University of Oklahoma researchers co-led a study recently published in the journal Science that provides a clearer picture of the historical role of horses in the North American west.
The paper, “Early dispersal of domestic horses into the Great Plains and Northern Rockies,” uses archaeological materials, historical sources and Indigenous knowledge to understand when, why and how domestic horses transformed human life following their reintroduction into North America, said study co-author Brandi Bethke, Ph.D., lab director and research faculty of the Oklahoma Archeological Survey at the University of Oklahoma.
Collaborators to the U.S. National Science Foundation-funded study include archaeologists from the University of Oklahoma, University of Colorado-Boulder, and University of New Mexico and geneticists from the University of Toulouse in France, as well as an extensive research team that is comprised of 87 scientists across 66 institutions.
To tell the stories of horses in the West, the team closely examined 23 sets of animal remains found at sites from across the Plains and Rocky Mountains. Using both new and established practices from the archaeological sciences, such as radiocarbon dating and DNA sequencing, in combination with Indigenous histories, the team identified evidence that horses were raised, fed, cared for and ridden by Native Nations across the American plains and Rocky Mountains as much as a century before records from Europeans had suggested.
NSF Archeology program director John Yellen said, “This research demonstrates how multiple different types of data can be integrated to address the fascinating historical question of how and when horses spread across the West.”

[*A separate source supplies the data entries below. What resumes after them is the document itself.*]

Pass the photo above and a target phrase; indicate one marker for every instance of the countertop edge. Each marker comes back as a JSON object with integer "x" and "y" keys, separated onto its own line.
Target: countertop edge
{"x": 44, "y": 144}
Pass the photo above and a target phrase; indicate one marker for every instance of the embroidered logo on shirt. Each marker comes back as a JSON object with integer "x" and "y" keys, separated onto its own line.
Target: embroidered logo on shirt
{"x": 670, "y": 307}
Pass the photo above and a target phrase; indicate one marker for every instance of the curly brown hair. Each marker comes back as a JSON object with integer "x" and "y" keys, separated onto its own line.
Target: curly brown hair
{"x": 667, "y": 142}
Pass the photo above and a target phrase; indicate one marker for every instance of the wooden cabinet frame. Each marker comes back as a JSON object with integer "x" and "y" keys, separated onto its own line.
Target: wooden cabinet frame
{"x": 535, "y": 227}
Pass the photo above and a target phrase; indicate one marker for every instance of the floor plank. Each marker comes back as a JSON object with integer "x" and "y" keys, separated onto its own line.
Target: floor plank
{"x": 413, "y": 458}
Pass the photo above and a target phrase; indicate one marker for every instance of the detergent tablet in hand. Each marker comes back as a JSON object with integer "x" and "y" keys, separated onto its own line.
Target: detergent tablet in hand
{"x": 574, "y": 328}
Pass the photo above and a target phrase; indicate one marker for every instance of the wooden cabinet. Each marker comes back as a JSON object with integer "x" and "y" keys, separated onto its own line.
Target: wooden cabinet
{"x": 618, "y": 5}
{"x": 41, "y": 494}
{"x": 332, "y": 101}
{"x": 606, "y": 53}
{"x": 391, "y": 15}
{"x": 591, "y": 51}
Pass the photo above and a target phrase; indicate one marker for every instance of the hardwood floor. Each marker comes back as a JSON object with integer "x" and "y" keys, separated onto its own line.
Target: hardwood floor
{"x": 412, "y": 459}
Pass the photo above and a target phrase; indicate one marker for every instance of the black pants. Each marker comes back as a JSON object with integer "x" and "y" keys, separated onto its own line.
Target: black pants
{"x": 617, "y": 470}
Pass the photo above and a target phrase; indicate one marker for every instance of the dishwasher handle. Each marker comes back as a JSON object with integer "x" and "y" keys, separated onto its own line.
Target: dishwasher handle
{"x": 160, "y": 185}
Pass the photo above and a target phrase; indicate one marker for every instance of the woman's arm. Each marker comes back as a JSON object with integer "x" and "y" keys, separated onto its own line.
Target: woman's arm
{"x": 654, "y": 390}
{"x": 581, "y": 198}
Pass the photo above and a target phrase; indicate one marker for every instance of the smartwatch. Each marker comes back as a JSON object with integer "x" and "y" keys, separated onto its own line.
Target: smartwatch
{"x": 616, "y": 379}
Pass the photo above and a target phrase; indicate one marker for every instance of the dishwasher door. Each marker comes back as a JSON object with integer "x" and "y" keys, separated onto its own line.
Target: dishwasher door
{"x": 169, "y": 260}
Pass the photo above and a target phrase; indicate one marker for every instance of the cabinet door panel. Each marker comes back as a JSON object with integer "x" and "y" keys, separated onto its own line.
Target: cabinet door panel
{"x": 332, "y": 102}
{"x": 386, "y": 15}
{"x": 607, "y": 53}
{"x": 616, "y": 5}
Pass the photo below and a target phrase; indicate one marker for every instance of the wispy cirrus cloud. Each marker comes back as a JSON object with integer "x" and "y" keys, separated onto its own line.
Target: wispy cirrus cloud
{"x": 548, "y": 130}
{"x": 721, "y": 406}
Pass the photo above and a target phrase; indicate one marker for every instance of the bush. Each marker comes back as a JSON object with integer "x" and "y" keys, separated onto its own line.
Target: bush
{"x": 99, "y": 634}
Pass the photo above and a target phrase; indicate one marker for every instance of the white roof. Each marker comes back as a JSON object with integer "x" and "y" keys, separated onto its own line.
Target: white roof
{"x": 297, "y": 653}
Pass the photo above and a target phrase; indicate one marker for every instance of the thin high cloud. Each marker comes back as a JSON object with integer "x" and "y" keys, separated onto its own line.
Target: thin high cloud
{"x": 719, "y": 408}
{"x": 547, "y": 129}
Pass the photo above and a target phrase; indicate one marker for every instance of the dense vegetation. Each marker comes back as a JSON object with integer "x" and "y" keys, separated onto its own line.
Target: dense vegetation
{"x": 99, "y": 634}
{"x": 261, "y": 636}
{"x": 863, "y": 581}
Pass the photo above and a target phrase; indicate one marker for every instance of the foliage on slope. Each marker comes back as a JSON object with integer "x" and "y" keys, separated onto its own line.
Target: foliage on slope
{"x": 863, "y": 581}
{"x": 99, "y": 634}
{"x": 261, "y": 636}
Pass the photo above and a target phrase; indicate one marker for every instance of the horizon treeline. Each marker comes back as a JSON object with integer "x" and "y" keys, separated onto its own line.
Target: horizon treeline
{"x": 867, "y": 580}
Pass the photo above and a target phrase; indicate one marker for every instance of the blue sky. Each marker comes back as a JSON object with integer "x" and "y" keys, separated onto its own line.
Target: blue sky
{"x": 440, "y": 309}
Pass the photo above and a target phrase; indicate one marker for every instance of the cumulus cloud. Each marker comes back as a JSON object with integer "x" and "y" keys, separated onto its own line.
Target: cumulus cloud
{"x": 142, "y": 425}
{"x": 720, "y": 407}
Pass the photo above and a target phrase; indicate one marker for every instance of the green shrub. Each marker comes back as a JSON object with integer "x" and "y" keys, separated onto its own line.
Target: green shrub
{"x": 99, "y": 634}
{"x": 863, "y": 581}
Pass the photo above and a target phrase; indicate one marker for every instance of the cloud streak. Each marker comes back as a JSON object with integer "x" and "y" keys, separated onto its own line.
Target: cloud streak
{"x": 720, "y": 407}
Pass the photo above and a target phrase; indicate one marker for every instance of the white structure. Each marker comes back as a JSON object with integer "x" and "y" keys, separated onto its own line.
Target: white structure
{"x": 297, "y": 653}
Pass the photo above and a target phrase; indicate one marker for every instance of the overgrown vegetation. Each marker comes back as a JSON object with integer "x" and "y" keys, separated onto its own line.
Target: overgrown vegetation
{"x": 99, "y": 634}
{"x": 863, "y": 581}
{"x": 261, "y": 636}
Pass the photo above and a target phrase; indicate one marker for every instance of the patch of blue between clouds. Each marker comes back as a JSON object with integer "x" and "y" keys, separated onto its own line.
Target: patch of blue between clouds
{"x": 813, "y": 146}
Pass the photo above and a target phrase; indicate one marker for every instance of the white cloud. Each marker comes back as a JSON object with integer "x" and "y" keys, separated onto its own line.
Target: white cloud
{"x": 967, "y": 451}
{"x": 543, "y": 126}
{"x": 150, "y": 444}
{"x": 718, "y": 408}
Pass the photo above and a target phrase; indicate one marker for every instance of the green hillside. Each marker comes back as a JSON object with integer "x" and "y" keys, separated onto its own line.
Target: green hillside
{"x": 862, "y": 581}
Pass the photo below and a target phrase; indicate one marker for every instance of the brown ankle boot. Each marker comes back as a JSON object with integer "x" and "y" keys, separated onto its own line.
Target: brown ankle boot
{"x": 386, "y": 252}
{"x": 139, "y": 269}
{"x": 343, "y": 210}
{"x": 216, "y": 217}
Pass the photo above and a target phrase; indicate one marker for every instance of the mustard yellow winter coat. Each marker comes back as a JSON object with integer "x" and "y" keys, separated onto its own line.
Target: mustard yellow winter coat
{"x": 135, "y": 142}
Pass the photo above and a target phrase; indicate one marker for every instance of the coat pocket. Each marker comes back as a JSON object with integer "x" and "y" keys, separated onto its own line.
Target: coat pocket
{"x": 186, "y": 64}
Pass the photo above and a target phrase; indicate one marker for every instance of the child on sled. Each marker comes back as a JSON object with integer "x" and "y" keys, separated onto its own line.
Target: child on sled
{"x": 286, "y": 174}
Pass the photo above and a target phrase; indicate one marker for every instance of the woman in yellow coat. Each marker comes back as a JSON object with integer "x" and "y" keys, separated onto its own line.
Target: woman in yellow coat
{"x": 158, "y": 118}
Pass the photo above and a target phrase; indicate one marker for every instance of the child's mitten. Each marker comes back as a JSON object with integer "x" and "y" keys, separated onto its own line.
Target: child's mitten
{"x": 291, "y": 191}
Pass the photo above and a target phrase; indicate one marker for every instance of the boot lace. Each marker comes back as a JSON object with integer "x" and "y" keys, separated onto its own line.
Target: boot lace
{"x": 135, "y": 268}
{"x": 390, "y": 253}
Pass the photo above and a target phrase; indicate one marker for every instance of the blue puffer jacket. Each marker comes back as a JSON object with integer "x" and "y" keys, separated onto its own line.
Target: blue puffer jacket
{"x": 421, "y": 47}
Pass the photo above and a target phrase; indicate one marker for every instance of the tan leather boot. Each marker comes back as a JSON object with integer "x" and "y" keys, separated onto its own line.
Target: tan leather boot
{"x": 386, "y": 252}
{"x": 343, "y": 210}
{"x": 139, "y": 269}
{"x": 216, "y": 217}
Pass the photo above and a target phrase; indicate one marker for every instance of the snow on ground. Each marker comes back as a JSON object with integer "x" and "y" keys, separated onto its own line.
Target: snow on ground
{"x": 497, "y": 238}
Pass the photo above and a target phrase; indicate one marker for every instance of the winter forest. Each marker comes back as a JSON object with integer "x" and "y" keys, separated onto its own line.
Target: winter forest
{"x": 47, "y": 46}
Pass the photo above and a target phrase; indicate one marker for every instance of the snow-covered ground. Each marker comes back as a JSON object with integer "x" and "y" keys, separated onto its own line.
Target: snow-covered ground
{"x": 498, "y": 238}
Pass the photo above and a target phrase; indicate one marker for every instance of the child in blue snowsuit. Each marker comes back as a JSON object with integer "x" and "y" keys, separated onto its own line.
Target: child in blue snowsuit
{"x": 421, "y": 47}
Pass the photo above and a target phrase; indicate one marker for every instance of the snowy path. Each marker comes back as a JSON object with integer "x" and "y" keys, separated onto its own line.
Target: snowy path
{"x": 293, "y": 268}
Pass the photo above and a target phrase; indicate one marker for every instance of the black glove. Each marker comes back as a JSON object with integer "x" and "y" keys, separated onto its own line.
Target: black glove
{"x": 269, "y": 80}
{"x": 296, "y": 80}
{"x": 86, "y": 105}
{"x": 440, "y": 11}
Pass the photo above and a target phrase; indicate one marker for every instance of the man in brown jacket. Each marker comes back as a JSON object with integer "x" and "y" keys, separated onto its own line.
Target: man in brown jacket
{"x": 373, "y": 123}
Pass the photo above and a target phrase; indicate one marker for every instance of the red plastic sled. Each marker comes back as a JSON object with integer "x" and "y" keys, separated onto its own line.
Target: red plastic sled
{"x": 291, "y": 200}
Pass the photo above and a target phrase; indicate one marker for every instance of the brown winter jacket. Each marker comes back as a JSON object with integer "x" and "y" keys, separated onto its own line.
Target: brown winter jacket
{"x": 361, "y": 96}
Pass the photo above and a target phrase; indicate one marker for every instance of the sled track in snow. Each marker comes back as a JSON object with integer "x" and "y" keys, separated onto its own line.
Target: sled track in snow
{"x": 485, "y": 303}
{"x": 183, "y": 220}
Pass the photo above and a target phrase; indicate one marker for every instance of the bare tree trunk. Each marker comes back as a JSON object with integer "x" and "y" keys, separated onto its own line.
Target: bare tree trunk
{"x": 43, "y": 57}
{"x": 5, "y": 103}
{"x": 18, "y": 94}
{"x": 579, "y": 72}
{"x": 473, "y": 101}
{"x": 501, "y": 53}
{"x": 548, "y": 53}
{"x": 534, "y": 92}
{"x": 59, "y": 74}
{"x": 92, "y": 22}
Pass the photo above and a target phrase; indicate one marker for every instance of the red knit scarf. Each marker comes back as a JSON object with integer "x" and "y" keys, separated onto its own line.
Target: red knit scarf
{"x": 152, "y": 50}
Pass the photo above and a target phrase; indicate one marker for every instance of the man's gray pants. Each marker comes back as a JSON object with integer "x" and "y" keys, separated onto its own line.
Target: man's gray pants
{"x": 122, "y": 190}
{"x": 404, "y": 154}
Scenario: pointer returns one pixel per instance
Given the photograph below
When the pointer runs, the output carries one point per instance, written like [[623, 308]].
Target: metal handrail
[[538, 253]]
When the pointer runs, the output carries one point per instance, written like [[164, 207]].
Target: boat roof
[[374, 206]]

Direct radiocarbon dating of horse remains from museum collections ranging from southern Idaho to southwestern Wyoming and northern Kansas showed that horses were present across much of the Great Plains and Rocky Mountains by the early 17th century, and conclusively before the Pueblo Revolt of 1680. This archaeological data proves that domestic horses were no longer in exclusive Spanish control and were integrated into Indigenous lifeways by at least the early 1600s. Importantly, this earlier dispersal validates many traditional perspectives on the origin of the horse from project partners like the Lakota, Comanche, Pawnee and Wichita who recognize the link between archaeological findings and oral traditions.